À la fin du XIXe siècle, le fleuve gelé en hiver sur toute sa largeur force au chômage les débardeurs du port de Montréal. Cependant, des hommes s’activent au milieu de cette « banquise » d’eau douce.
Embâcle de glace
À la fin de XIXe siècle, aucun navire brise-glace ne peut ouvrir la navigation pendant l’hiver, c’est le chômage forcé pour les débardeurs du port. En février et mars, quand la glace est très épaisse, les marchands de glace envoient des journaliers tailler dans le fleuve de grands blocs d’eau gelée, à force de bras, de scies, de gaffes et de pinces. On transporte par traîneaux ces morceaux de glace, pouvant aller jusqu’à 800 livres, dans de vastes entrepôts où ils sont isolés par du bran de scie. Ils sont découpés et vendus aux commerçants et aux particuliers par des colporteurs. Ce métier traditionnel disparaît dans les années 1950 et 1960 lorsque le réfrigérateur, commercialisé à partir des années 1920, devient plus accessible.

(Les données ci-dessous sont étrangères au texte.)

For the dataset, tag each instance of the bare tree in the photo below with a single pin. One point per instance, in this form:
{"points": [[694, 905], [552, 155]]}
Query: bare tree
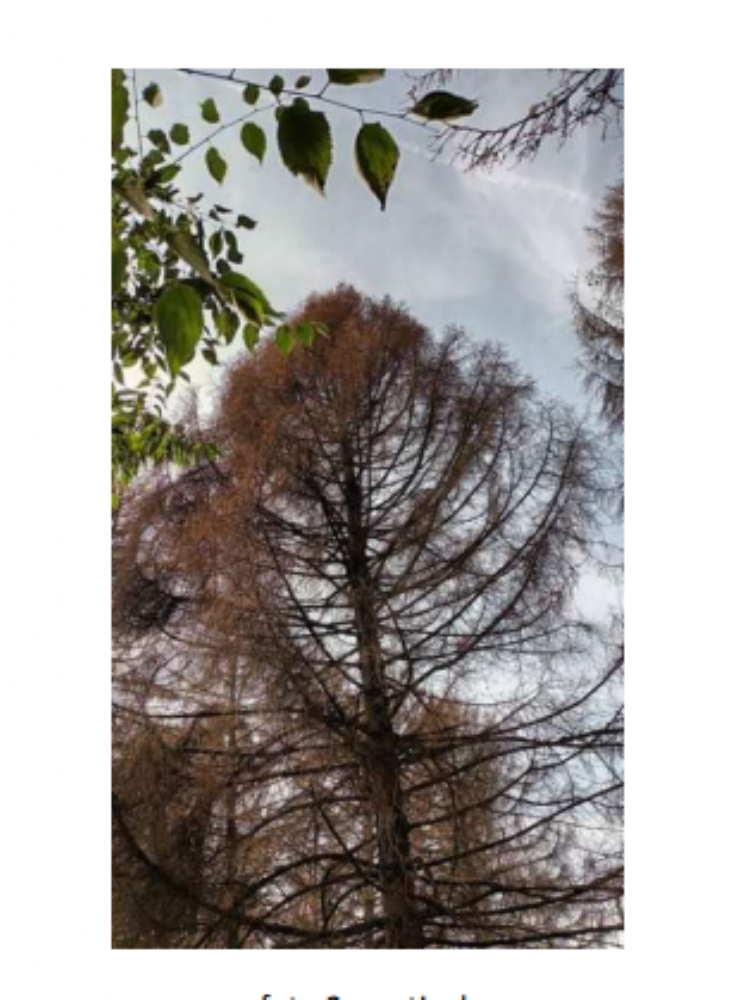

Pont de fer, pont de glace
Coupe de la glace - carte postale
Pour certains, c’est insuffisant. De 1880 à 1883, pour ne pas payer au Grand Tronc les onéreux droits de passage sur le pont Victoria, l’homme d’affaire Louis-Adélard Sénécal fait construire un service de chemin de fer régulier entre Hochelaga et Longueuil… sur la glace! En 1897, le pont Victoria est doté d’une structure métallique, de deux voies ferrées et de voies carrossables, c’est ainsi que nous le connaissons aujourd’hui.
Cet article est paru dans la chronique « Montréal, retour sur l’image », dans le Journal de Montréal en 2013 et dans le livre Promenades historiques à Montréal, sous la direction de Jean-François Leclerc, les Éditions du Journal, 2016, 240 pages.

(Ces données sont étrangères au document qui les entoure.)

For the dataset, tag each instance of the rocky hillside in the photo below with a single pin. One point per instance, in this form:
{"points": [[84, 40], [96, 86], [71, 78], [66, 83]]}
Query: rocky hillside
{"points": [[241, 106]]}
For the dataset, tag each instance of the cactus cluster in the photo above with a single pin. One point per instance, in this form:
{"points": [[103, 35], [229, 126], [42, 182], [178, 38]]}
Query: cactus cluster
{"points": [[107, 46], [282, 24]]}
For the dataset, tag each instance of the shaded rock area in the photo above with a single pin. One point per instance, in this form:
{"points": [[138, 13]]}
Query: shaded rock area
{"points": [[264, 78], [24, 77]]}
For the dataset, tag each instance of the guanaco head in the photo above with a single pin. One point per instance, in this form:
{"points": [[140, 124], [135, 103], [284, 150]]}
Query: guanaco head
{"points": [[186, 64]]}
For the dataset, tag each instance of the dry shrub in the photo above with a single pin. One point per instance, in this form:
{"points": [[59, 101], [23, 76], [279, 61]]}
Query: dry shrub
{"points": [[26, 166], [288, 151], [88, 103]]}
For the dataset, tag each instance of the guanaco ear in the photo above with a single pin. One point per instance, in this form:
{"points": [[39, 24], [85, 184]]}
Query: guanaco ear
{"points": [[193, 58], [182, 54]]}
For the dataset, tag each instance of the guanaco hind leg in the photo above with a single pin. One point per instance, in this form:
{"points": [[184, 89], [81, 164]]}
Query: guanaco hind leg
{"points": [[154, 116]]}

Les hommes emmitouflés dans leurs capots de laine, sur la carte postale, sont probablement des journaliers. Ils ne savent pas s’ils trouveront un employeur le lendemain. À Montréal, à la fin du XIXe siècle, la compétition est forte, car des milliers d’immigrants et de gens des campagnes arrivent en ville chaque année. Pendant la belle saison, certains de ces hommes sont peut-être débardeurs ou charpentiers. L’hiver venu, ils deviennent chômeurs, sans aucun soutien public, sinon la charité. Si leur épouse et leurs enfants ne travaillent pas à la manufacture, la situation familiale est précaire. Avec six à neuf dollars par semaine, soit 18 sous de l’heure et un maximum de 350 dollars par année, il leur faudra deux heures de travail pour payer une livre de beurre qui coûte 35 cents en 1892! Une fois payés leur mauvais logement, leurs vêtements usagés, la farine, le sucre, le lard, les pommes de terre et la mélasse de leur menu quotidien, il ne reste presque rien. Pour autant que la Providence leur épargne la maladie et que la cigogne ne leur apporte pas de nouvelles bouches à nourrir!